[llvm] [AMDGPU][True16][CodeGen] si-fix-sgpr-copies legalize size mismatched V2S copy with subreg case (PR #161290)
Brox Chen via llvm-commits
llvm-commits at lists.llvm.org
Mon Nov 17 09:06:11 PST 2025
https://github.com/broxigarchen updated https://github.com/llvm/llvm-project/pull/161290
>From 8440f0e1b8388c122351e4051164be97cb3bb36f Mon Sep 17 00:00:00 2001
From: guochen2 <guochen2 at amd.com>
Date: Mon, 29 Sep 2025 14:49:57 -0400
Subject: [PATCH] addtional case for mismatched size copy
---
llvm/lib/Target/AMDGPU/SIInstrInfo.cpp | 99 +++++++++++++------
llvm/lib/Target/AMDGPU/SIInstrInfo.h | 2 +
.../AMDGPU/fix-sgpr-copies-f16-true16.mir | 46 ++++++---
...-to-valu-pseudo-scalar-trans-f16-true16.ll | 10 +-
4 files changed, 109 insertions(+), 48 deletions(-)
diff --git a/llvm/lib/Target/AMDGPU/SIInstrInfo.cpp b/llvm/lib/Target/AMDGPU/SIInstrInfo.cpp
index 7cb7f47ddb220..60949de157313 100644
--- a/llvm/lib/Target/AMDGPU/SIInstrInfo.cpp
+++ b/llvm/lib/Target/AMDGPU/SIInstrInfo.cpp
@@ -7616,6 +7616,11 @@ void SIInstrInfo::legalizeOperandsVALUt16(MachineInstr &MI, unsigned OpIdx,
return;
unsigned Opcode = MI.getOpcode();
+ if (Opcode == AMDGPU::REG_SEQUENCE) {
+ legalizeSpecialInst_t16(MI, MRI);
+ return;
+ }
+
MachineBasicBlock *MBB = MI.getParent();
// Legalize operands and check for size mismatch
if (!OpIdx || OpIdx >= MI.getNumExplicitOperands() ||
@@ -7654,6 +7659,65 @@ void SIInstrInfo::legalizeOperandsVALUt16(MachineInstr &MI,
legalizeOperandsVALUt16(MI, OpIdx, MRI);
}
+// Legalize operands of size-mismatches special inst between 16bit and 32bit
+// in moveToVALU lowering in true16 mode.

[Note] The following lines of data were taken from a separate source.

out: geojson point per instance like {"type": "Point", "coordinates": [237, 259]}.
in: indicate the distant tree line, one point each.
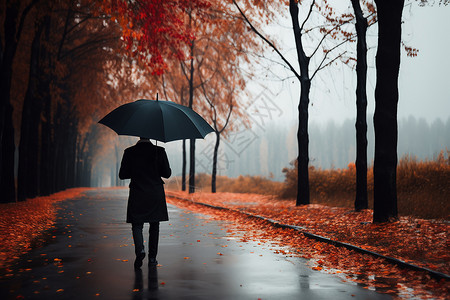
{"type": "Point", "coordinates": [332, 145]}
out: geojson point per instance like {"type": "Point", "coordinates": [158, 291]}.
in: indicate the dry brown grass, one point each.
{"type": "Point", "coordinates": [423, 187]}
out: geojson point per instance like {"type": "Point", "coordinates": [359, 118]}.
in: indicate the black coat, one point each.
{"type": "Point", "coordinates": [145, 164]}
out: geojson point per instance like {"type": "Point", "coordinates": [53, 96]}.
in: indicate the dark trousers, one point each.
{"type": "Point", "coordinates": [153, 238]}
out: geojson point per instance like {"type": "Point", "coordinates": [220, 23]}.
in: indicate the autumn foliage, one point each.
{"type": "Point", "coordinates": [157, 30]}
{"type": "Point", "coordinates": [422, 186]}
{"type": "Point", "coordinates": [23, 223]}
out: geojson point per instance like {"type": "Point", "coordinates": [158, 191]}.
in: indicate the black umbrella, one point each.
{"type": "Point", "coordinates": [163, 121]}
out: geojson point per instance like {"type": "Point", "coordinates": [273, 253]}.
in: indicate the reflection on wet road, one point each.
{"type": "Point", "coordinates": [89, 254]}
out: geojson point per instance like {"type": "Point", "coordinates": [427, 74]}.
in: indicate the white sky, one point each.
{"type": "Point", "coordinates": [424, 81]}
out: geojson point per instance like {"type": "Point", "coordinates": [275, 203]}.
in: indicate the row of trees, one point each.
{"type": "Point", "coordinates": [79, 59]}
{"type": "Point", "coordinates": [52, 52]}
{"type": "Point", "coordinates": [84, 55]}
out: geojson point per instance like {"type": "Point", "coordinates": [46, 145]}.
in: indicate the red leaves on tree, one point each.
{"type": "Point", "coordinates": [155, 30]}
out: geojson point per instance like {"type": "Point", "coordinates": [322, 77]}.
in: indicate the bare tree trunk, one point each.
{"type": "Point", "coordinates": [302, 134]}
{"type": "Point", "coordinates": [361, 201]}
{"type": "Point", "coordinates": [7, 186]}
{"type": "Point", "coordinates": [385, 117]}
{"type": "Point", "coordinates": [192, 141]}
{"type": "Point", "coordinates": [215, 155]}
{"type": "Point", "coordinates": [183, 168]}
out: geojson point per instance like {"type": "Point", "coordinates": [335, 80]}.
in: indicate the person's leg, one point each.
{"type": "Point", "coordinates": [153, 239]}
{"type": "Point", "coordinates": [138, 239]}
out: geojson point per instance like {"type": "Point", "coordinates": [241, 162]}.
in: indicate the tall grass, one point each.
{"type": "Point", "coordinates": [423, 187]}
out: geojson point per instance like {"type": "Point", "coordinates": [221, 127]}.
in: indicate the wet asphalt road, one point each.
{"type": "Point", "coordinates": [89, 255]}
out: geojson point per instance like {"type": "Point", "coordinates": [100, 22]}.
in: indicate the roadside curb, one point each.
{"type": "Point", "coordinates": [400, 263]}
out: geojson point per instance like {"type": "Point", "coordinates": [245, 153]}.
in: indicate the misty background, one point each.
{"type": "Point", "coordinates": [270, 144]}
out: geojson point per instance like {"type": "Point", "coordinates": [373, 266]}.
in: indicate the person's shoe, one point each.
{"type": "Point", "coordinates": [138, 262]}
{"type": "Point", "coordinates": [152, 261]}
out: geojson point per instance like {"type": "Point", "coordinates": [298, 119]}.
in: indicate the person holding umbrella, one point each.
{"type": "Point", "coordinates": [145, 164]}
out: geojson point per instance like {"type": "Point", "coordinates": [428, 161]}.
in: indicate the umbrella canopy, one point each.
{"type": "Point", "coordinates": [164, 121]}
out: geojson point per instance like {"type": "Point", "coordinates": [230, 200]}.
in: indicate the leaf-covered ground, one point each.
{"type": "Point", "coordinates": [420, 242]}
{"type": "Point", "coordinates": [22, 223]}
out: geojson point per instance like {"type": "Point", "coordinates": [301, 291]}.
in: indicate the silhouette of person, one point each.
{"type": "Point", "coordinates": [145, 164]}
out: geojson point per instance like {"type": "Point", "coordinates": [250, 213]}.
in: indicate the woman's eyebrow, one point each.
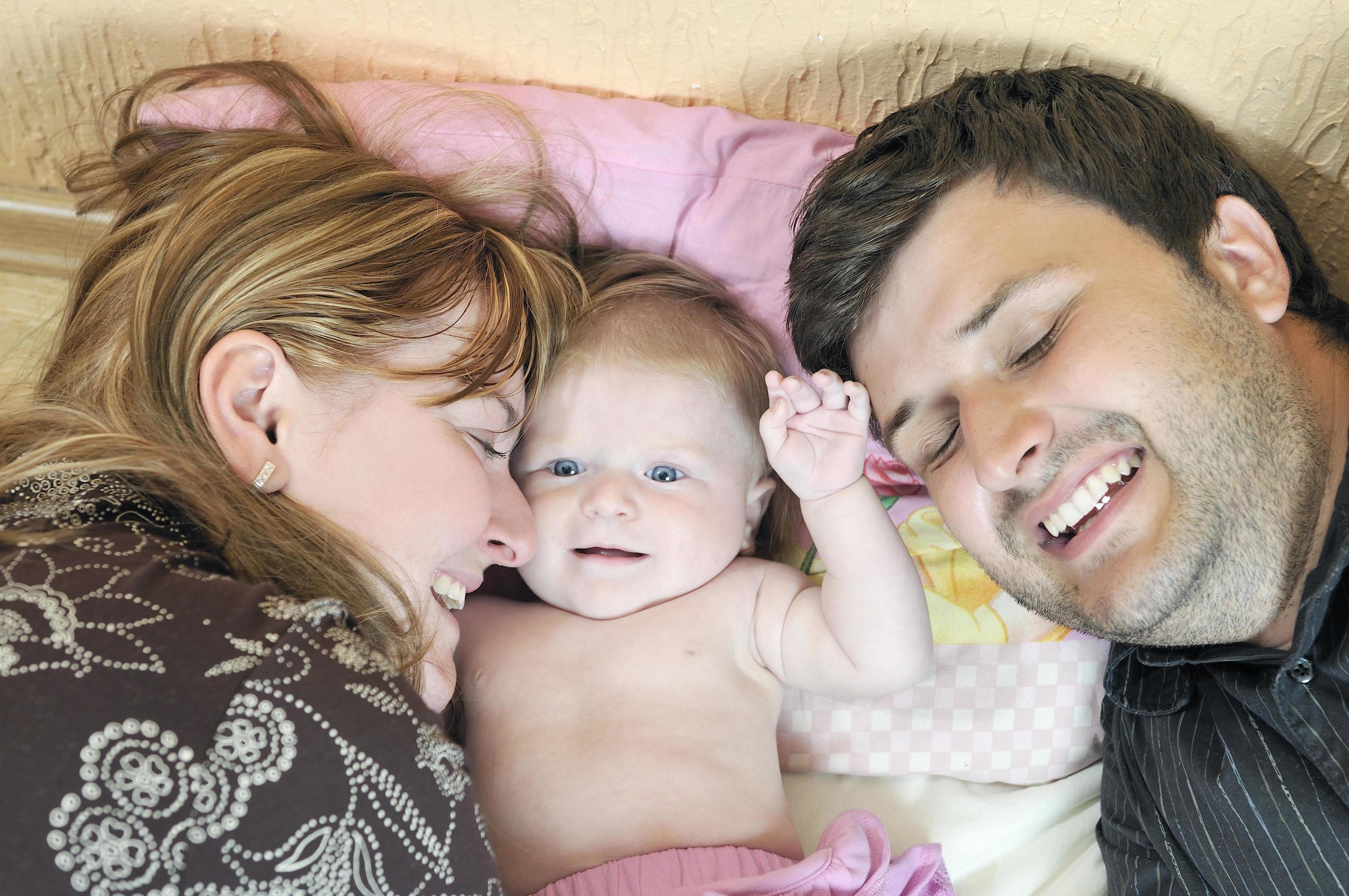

This caused by 16bit
+// placed in both vgpr16 and sreg32 by isel. Including cases:
+// Copy
+// 1. dst32 = copy vgpr16 => dst32 = REG_SEQUENCE(vgpr16, lo16)
+// 2. dst32 = copy .lo16:vgpr32 / dst32 = copy .hi16:vgpr32
+// => dst32 = REG_SEQUENCE(.lo16/hi16:vgpr32, lo16)
+// 3. sgpr16 = copy vgpr32/... (skipped, isel do not generate sgpr16)
+//
+// Reg_sequence
+// dst32 = reg_sequence(vgpr32, lo16/hi16)
+// => dst32 = reg_sequence(.lo16:vgpr32, lo16/hi16)
+//
+// This can be removed after we have sgpr16 in place.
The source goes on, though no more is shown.